Among other things, a Notice to Appear contains a numbered list of factual allegations against the respondent. For example, a typical Notice to Appear might state:

  1. You are not a citizen or resident of the United States
  2. You are a citizen and national of [respondent's alleged home country]
  3. You were admitted to the United States on [month], [day] [year] as a B visitor for a period not to exceed 180 days.
  4. You remained in the United States beyond your term of admission.

These factual allegations may also list any crimes allegedly committed by the respondent in the United States, whether the respondent previously filed any applications with United States Citizenship and Immigration Services and their disposition, and if the respondent presently holds or previously held any lawful status. The Notice to Appear also contains a charge of removability, which is often a reference to which section of the Immigration and Nationality Act that DHS is attempting to use to remove the respondent. The Notice to Appear may or may not contain a court date for the respondent to appear and answer the charges contained therein. If no court date is listed, the respondent may be notified of the court date by mail or in person at a future date.

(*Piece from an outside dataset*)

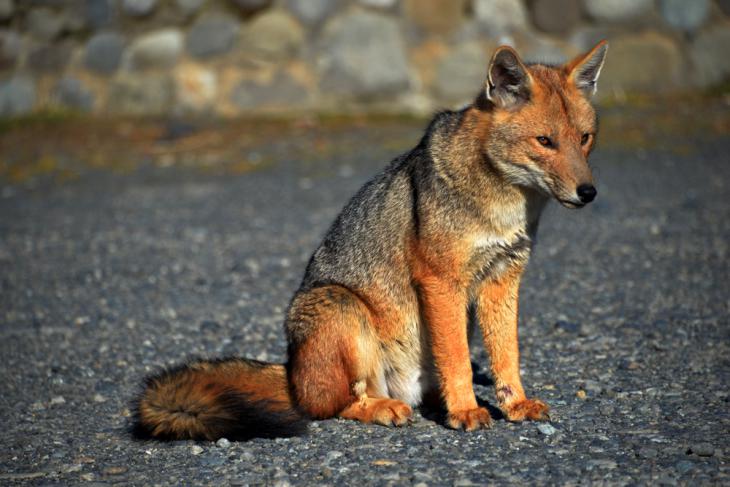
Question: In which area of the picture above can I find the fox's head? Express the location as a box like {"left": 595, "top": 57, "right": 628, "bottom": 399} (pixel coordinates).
{"left": 481, "top": 41, "right": 608, "bottom": 208}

Failure to appear for a removal hearing will result in an in absentia order of removal being entered by the Immigration Judge absent extenuating circumstances for the respondent's failure to appear, such as a serious illness.

Master hearing

On the date of the removal hearing, also known as a master hearing, before the immigration judge, the respondent may be represented by an attorney of his or her choosing. However, an attorney will not be provided by the court if the respondent does not secure his or her own counsel.

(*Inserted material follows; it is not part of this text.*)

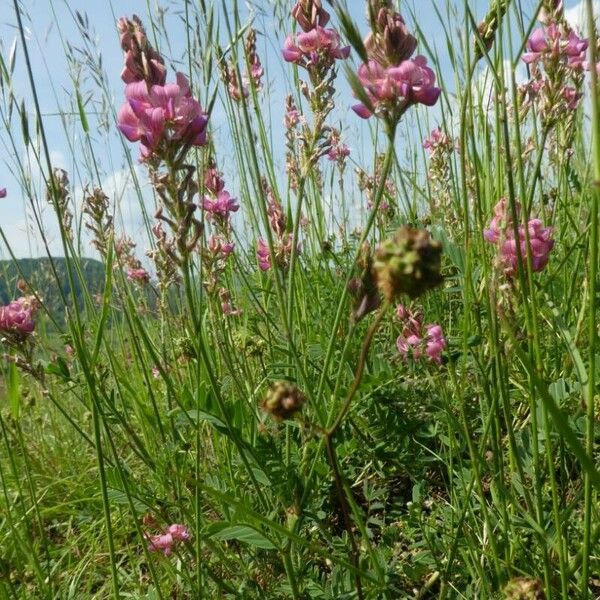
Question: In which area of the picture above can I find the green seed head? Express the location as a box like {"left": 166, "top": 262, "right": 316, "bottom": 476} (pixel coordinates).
{"left": 261, "top": 381, "right": 306, "bottom": 421}
{"left": 373, "top": 226, "right": 443, "bottom": 301}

The respondent will be expected to answer the charges against him or her by pleading to the factual allegations and charge of removability contained in the Notice to Appear. Thereafter, if the respondent is eligible to apply for any relief from removal (such as asylum or cancellation of removal, among others), the respondent may request such relief and file any applications required for the relief. If the respondent is not eligible for any form of relief or if the respondent refuses to request relief from removal, the immigration judge may order the respondent removed from the United States.

If a respondent has filed an application for relief or has expressed to the immigration judge that he or she will be seeking a specific form of relief for which the respondent is not precluded by law, the immigration judge will set a merits hearing date. The merits hearing may be a matter of days or perhaps even more than a year later, depending on the type of relief requested and the particular court's docket. However, if the only form of relief from removal available or requested is voluntary departure, the immigration judge will most often grant or deny the respondent's request for voluntary departure on the same date of the request.

Merits hearing

At the merits hearing, also known as the "individual hearing," the respondent will be able to present his or her documentary evidence (which is typically required to be submitted to the court prior to the date of the merits hearing) for the court's consideration. The respondent may also testify in support of his or her application for relief, and may call witnesses. The Department of Homeland Security also questions the respondent and witnesses, and DHS may also call its own witnesses in some cases. At the conclusion of the merits hearing, the immigration judge issues a decision. This decision might be oral and given on the same day as the merits hearing, or written and served by mail on all parties at a later date.

If a respondent's application for relief from removal is denied by an immigration judge, the respondent may be eligible to appeal that decision to the Board of Immigration Appeals ("BIA") within 30 days of the date of the decision. If appealed, the respondent's removal proceedings continue at the appellate level at the BIA. If no appeal is filed and the immigration judge has ordered a respondent to be removed, the order removing the respondent becomes final 30 days after it has been entered by the immigration judge. A respondent with a final order of removal from an immigration judge is susceptible to being arrested and deported from the United States at any time.